Looks like a great start. Great variety in species too. Can't wait to see it once it grows in


----------



## bratyboy2 (Feb 5, 2008)

nice start


----------



## Minsc (May 7, 2006)

Here is an update, the tank has managed to morph into an actual aquascape of sorts:









I want to expand the erio 2 area, and there is some Bacopa salzmanii on the right side that can't be seen in the photo. That, and the right side turned into Erio goias storage, but I hope to change that soon...


----------



## Minsc (May 7, 2006)

Working on taking better photos:


----------



## doubleott05 (Jul 20, 2005)

we need some stats on that tank please. 

lights 
ferts 
substrate

etc....


----------



## Minsc (May 7, 2006)

Sure, it is a 40 breeder 36x18x16.
Lit by 2x55 watt PC bulbs using AHS reflectors, lifted about 4 inches off the surface.
Substrate is Aquasoil.
Filtered by an XP3, CO2 is run through a Mag 3 pump.
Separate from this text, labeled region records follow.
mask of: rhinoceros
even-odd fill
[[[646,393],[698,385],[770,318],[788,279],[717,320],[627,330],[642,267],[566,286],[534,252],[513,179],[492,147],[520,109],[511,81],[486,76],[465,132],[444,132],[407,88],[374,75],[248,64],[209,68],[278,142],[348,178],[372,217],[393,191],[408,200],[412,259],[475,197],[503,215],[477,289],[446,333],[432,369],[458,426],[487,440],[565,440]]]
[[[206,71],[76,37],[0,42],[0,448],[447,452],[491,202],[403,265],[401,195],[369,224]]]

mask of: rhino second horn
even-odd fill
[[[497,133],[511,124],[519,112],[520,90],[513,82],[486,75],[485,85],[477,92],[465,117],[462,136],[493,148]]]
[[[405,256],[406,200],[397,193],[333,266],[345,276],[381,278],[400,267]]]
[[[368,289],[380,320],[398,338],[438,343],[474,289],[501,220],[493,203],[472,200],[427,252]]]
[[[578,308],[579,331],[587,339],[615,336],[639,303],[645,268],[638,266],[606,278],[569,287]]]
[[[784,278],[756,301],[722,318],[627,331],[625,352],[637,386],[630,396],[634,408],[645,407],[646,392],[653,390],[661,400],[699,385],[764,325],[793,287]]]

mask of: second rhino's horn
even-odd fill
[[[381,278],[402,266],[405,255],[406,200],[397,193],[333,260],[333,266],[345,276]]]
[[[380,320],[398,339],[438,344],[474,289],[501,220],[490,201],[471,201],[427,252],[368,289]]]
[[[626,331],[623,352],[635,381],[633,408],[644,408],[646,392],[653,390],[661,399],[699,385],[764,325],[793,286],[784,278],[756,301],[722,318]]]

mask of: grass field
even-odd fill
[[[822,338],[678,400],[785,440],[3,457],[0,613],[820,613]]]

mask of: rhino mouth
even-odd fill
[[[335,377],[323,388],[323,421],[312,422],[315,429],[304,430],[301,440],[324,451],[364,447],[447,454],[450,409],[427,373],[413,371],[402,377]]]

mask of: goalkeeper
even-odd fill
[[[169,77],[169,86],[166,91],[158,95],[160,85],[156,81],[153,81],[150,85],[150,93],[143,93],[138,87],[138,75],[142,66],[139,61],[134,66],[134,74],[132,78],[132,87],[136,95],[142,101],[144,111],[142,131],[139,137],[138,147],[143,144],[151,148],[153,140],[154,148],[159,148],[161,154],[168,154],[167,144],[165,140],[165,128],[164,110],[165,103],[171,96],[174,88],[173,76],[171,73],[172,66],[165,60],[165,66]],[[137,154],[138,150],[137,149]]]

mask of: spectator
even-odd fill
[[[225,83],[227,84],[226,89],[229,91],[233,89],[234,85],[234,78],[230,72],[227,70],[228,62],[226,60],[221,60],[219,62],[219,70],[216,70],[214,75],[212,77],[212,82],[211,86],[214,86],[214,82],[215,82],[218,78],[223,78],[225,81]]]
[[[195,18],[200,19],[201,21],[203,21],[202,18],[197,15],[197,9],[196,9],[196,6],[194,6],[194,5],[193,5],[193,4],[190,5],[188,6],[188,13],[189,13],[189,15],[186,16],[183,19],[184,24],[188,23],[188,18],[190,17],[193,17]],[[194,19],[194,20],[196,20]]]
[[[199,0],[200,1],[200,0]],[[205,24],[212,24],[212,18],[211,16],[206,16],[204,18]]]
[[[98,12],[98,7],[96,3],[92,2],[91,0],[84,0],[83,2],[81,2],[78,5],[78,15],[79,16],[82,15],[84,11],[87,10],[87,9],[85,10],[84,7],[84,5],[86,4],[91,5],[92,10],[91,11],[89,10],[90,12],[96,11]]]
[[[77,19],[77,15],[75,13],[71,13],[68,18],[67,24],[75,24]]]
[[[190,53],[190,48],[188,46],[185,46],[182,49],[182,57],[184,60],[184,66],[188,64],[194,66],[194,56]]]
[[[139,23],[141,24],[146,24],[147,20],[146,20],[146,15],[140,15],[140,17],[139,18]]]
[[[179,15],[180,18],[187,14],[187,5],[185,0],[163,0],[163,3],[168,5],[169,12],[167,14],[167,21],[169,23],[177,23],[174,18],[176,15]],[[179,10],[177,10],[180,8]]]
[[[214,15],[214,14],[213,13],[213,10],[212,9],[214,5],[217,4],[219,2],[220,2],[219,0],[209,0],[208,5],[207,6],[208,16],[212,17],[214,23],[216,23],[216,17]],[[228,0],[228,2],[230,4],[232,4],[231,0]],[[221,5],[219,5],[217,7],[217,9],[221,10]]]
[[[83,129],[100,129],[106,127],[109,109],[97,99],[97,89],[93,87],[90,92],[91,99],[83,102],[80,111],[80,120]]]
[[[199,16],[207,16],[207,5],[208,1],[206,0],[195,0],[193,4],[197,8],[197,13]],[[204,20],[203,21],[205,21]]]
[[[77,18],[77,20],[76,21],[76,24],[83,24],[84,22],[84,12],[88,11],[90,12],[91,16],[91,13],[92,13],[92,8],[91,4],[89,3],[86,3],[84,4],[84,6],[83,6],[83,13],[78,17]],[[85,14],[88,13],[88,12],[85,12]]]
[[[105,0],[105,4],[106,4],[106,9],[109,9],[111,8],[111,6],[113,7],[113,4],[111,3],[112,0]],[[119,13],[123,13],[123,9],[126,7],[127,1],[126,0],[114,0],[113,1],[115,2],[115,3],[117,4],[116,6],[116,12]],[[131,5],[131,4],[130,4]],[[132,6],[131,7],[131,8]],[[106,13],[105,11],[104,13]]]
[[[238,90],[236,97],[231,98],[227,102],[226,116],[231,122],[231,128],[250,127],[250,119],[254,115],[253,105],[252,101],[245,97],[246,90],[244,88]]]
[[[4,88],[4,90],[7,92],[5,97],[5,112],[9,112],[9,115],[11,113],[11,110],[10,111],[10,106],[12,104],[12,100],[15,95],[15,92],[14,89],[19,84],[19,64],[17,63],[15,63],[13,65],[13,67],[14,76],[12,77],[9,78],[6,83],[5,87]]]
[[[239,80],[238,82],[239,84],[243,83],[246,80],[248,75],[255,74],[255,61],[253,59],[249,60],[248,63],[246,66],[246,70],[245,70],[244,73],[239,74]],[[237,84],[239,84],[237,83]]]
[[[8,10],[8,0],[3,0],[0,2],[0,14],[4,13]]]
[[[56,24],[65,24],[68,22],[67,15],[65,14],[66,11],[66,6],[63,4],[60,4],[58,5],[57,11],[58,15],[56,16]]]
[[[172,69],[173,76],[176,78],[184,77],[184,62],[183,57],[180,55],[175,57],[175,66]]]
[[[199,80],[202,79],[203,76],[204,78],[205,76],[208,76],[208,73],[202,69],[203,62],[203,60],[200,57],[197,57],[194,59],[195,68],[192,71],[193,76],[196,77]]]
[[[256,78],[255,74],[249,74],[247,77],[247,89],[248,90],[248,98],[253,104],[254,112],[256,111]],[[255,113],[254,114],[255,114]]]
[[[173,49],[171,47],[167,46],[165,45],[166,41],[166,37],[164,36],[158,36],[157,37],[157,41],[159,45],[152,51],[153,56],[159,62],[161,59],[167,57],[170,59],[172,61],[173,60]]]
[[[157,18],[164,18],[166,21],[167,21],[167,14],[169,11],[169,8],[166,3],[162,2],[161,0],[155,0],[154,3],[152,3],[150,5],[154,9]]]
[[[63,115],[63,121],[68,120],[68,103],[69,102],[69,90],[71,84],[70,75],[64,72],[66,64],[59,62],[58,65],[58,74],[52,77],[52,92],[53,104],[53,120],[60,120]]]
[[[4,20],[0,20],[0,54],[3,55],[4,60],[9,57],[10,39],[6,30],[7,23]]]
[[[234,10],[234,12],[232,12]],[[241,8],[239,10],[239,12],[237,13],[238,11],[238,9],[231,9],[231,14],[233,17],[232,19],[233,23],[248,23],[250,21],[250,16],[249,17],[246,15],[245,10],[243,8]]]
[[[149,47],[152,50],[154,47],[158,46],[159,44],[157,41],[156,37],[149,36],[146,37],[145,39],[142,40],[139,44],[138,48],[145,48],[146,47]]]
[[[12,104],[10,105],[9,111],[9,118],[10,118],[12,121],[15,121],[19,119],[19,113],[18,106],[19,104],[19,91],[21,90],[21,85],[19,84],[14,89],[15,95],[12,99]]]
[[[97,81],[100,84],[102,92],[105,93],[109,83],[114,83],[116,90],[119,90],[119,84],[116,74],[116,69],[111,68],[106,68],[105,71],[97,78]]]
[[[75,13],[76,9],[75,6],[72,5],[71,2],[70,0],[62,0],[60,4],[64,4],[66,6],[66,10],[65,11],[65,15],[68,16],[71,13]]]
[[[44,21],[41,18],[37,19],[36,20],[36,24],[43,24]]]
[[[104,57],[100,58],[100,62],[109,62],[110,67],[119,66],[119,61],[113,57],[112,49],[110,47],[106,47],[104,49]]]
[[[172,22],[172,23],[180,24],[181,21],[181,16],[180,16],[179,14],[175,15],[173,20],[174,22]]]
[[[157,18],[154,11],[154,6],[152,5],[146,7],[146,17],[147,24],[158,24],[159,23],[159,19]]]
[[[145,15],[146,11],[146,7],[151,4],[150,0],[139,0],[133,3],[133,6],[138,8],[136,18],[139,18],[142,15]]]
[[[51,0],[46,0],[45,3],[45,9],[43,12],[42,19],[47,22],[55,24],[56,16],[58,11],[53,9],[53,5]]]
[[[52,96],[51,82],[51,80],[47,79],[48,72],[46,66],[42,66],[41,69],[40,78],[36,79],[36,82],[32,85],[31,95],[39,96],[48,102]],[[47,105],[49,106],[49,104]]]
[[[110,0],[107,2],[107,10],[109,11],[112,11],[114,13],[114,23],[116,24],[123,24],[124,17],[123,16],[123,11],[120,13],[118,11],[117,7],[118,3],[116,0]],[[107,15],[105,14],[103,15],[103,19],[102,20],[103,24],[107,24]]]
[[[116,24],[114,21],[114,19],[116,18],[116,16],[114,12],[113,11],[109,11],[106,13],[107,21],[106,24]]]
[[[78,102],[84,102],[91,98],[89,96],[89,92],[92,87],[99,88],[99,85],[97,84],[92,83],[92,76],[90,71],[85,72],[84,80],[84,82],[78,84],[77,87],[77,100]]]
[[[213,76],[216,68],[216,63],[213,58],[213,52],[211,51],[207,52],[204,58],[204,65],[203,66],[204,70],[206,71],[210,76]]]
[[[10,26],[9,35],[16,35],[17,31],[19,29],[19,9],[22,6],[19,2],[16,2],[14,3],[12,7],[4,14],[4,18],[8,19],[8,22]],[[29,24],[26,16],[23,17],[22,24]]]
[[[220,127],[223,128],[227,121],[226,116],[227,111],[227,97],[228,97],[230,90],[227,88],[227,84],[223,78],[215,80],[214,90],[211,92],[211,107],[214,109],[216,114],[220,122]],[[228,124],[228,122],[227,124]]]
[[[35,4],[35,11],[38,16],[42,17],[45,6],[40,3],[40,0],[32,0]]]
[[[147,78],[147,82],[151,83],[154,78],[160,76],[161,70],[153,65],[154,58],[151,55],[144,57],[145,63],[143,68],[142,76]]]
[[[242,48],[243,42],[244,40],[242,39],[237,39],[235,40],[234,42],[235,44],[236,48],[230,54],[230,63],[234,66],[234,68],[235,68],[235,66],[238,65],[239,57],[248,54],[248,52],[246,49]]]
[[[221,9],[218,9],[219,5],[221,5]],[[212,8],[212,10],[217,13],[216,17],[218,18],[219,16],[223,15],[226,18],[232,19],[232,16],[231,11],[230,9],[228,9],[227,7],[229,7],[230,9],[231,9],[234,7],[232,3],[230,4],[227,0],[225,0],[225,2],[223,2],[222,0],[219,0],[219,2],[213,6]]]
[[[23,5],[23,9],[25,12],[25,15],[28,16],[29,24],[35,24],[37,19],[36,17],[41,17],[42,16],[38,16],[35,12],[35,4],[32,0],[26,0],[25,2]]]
Both the pump and filter have their own spray bar running across the full width of the back.
Ferts are a little less than EI, about 15ppm NO3 and 2.5ppm PO4 weekly.


----------



## Minsc (May 7, 2006)

Mowed the lawn, reshaping the sides.


----------



## nimo (Jul 14, 2009)

This is beautiful .. the transitions and all are very good, but somehow IMO the tank lacks a focal point ..some ammania Gracilis or Limnophila Aromatica at the center background would be eye catching and focal point...


----------



## doubleott05 (Jul 20, 2005)

any update?


----------



## Tex Gal (Nov 1, 2007)

Looks really nice!


----------